Has your primary-care physician closed up shop? It’s happening all over the country.
Walgreens WBA, +1.49% announced last month that it will start operating primary-care physician services at some of its stores. They will operate differently from traditional walk-in care facilities at pharmacies where people typically go when they have an immediate health problem.
The offices will be 2,500 square feet, and have a separate entrance, plus connecting doors to Walgreens. Patients (and Walgreens customers) can go there for their annual check-up and get referrals for specialists, just like they would do at the family doctor.
They will initially be available at five stores in Houston. The primary-care offices will be provided by Walgreens in partnership with VillageMD, a national provider of primary care. The doctors at these locations in Houston will work with nurses, social workers and Walgreens pharmacists.
An increasing number of employer-sponsored health insurance enables people to go directly to a specialist.
The move is an attempt to address the decline in primary-care doctors. Patients are looking for more high quality primary care, said Patrick Carroll, Walgreens’ chief medical officer. He said both companies want to create “neighborhood health destinations.”
Office visits to primary-care physicians, doctors who often have an intimate knowledge of their patient’s history, declined 18% over a four-year period for adults under 65, according to the Health Care Cost Institute. Office visits to nurse practitioners and physician assistants spiked 129%.
Here are some reasons primary-care physicians are shutting up shop:
1. An increasing number of employer-sponsored health insurance enable people to go directly to a specialist and avoid paying extra for a primary-care physician. But the dramatic increase in visits to nurse practitioners and physician assistants did not result in cost savings, the institute said.
2. There’s also more financial incentive to avoid the traditional vocation as a family doctor.

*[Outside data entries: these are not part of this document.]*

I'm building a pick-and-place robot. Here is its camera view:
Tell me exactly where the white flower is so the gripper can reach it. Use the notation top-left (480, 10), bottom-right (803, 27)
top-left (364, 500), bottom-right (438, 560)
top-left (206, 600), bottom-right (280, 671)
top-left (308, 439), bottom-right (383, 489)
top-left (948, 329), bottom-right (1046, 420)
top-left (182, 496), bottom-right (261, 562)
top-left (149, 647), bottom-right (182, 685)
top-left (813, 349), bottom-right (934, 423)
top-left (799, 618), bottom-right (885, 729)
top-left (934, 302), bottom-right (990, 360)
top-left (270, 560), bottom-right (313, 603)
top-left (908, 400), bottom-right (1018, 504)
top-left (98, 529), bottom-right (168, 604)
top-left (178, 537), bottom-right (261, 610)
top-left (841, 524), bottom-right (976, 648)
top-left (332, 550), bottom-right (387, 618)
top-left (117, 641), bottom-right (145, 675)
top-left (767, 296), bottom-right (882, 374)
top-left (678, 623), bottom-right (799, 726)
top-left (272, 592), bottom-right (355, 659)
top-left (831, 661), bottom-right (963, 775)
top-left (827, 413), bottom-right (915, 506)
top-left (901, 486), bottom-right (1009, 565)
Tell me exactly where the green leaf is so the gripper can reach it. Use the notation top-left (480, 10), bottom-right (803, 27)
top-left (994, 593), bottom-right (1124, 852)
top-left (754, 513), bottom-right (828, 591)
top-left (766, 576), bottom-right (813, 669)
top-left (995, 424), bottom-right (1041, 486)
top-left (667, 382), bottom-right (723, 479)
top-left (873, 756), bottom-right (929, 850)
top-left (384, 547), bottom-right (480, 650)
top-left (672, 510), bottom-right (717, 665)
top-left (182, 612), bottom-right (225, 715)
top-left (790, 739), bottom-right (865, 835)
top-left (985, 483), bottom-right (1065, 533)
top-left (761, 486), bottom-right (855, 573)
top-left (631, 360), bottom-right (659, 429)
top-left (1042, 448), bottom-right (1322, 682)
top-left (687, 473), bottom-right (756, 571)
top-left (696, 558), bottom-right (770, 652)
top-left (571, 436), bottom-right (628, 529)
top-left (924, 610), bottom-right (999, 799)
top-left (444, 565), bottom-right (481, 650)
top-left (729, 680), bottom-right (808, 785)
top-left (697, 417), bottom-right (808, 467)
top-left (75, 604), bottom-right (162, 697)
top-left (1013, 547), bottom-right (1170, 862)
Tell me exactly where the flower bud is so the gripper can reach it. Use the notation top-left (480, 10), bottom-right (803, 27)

Orthopedic surgeons make between $374,550 and $616,360 a year, according to Salary.com, while primary-care physicians make between $177,370 and $231,107.
Don’t miss: For the first time, physicians are less likely to operate their own practices
3. Primary-care physicians face additional time and expense managing their practice, and often have a fluctuating income. Doctors who leave medical school with a large amount of student debt may also prefer the stable income of a job in a hospital, with the prospect of advancement.
4. More doctors with financially successful practices in areas with more high-income patients are transitioning to a concierge service to help cover their rent and other costs. Those who can’t afford that may end up going to urgent care facilities or traveling farther to a new primary-care doctor.
5. The average student-loan debt for four years of medical school, undergraduate studies and higher education was $196,520 last year, up from $190,694 in 2017, according to the Association of American Medical Colleges. (It was even higher for dental school: $287,331.)
Still, young doctors are under pressure to earn big bucks. “With a $197,000 student-loan balance, you would owe $2,212 a month on the standard, 10-year federal repayment plan, assuming a 6.25% average interest rate,” according to a calculation by the personal-finance site NerdWallet.
Patients will ultimately pay a price. The Association of American Medical Colleges forecasts a primary-care shortage of between 14,800 and 49,300 doctors by 2030, according to a 2018 report in Modern Healthcare, an online publisher of health-care news and analysis.
There’s persistent payment disparities between primary care and procedural specialties in the health-care system.
There’s also more risk of “primary-care deserts.” From 2005 to 2015, the density of primary-care physicians actually fell to 41.4 per 100,000 people from 46.6, researchers at Stanford University found in a recent study published in the peer-reviewed medical journal JAMA.
That could have long-term effects for patients: 10 additional primary-care physicians per 100,000 people was associated with a 51.5-day increase in life expectancy, it added. It analyzed data from 3,142 counties, 7,144 primary-care service areas, and 306 hospital referral regions.
“Many believe that a well-functioning health care system requires a solid foundation of primary care. However, persistent payment disparities between primary care and procedural specialties continue to erode the U.S. primary care physician workforce,” the Stanford University study found.
Approximately 65 million people live in “a primary-care desert,” according to the physician-search firm Merritt Hawkins. Those who live far away from a primary-care physician will suffer the most. Ultimately, they may end up ignoring symptoms to serious, even life-threatening, problems.